Three Fed policymakers on Tuesday expressed doubts about further rate hikes, with one influential policymaker calling for a delay in raising U.S. interest rates until the Fed is confident inflation will rebound.
A second Fed policymaker blamed the Fed’s rate hikes to date not only for weak inflation, but also for undermining the recovery in the labor market that many policymakers including Fed Chair Janet Yellen have cited as they have justified raising rates. Late Tuesday a third policymaker advocated patience on rate hikes, given slow growth and inflation.
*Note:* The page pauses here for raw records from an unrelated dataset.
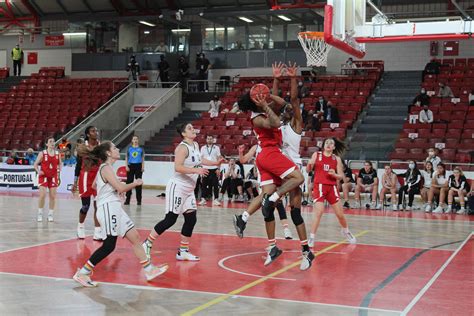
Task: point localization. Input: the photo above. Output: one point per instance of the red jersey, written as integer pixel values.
(267, 137)
(322, 165)
(50, 164)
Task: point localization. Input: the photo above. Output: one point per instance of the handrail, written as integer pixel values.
(87, 119)
(147, 111)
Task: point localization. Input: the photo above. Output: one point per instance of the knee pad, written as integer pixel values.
(190, 220)
(166, 223)
(296, 216)
(270, 217)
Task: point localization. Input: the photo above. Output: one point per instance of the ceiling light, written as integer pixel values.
(180, 30)
(243, 18)
(75, 33)
(146, 23)
(284, 18)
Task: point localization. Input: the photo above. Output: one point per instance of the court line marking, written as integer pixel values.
(435, 276)
(261, 280)
(153, 288)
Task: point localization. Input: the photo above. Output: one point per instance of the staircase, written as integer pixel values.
(10, 82)
(384, 119)
(164, 138)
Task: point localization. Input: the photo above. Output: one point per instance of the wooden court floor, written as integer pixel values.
(404, 263)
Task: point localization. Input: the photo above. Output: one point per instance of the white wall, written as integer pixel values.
(400, 56)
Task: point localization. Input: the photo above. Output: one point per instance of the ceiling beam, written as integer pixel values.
(61, 5)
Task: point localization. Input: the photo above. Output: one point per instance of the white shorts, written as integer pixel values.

Taken together, the comments from one third of the Fed’s current policy-setting panel suggest that months of falling or flat inflation readings could scuttle plans to raise rates once more this year and three times next year. Fed policymakers next meet Sept. 19-20 and are due to release fresh economic forecasts that may envision a flatter path for rate hikes ahead.
In a speech at the Economic Club of New York, Fed Governor Lael Brainard said the U.S. central bank should go so far as to make clear it is comfortable pushing prices modestly above the Fed’s 2 percent target. The Fed’s preferred gauge now stands at 1.4 percent.
“We should be cautious about tightening policy further until we are confident inflation is on track to achieve our target,” said Brainard, a permanent voting member of the Fed’s monetary policy committee who in the past has convinced colleagues to delay tightening.
Point Of View:
Based on the dovish comments of 3 Fed policy makers, the chances of another interest rate hike this has further dropped as inflation and U.S. economic data suggest a weaker economy.
Besides, due to the hurricane situation in Harvey, geopolitical risks in the North Korea missile, dollar is likely to remain bear for the second half of this year.
However, if the debt ceiling is a smooth one, that may help is bringing the dollar up.
Overall, dollar strength is weaker due the economy and political uncertainties.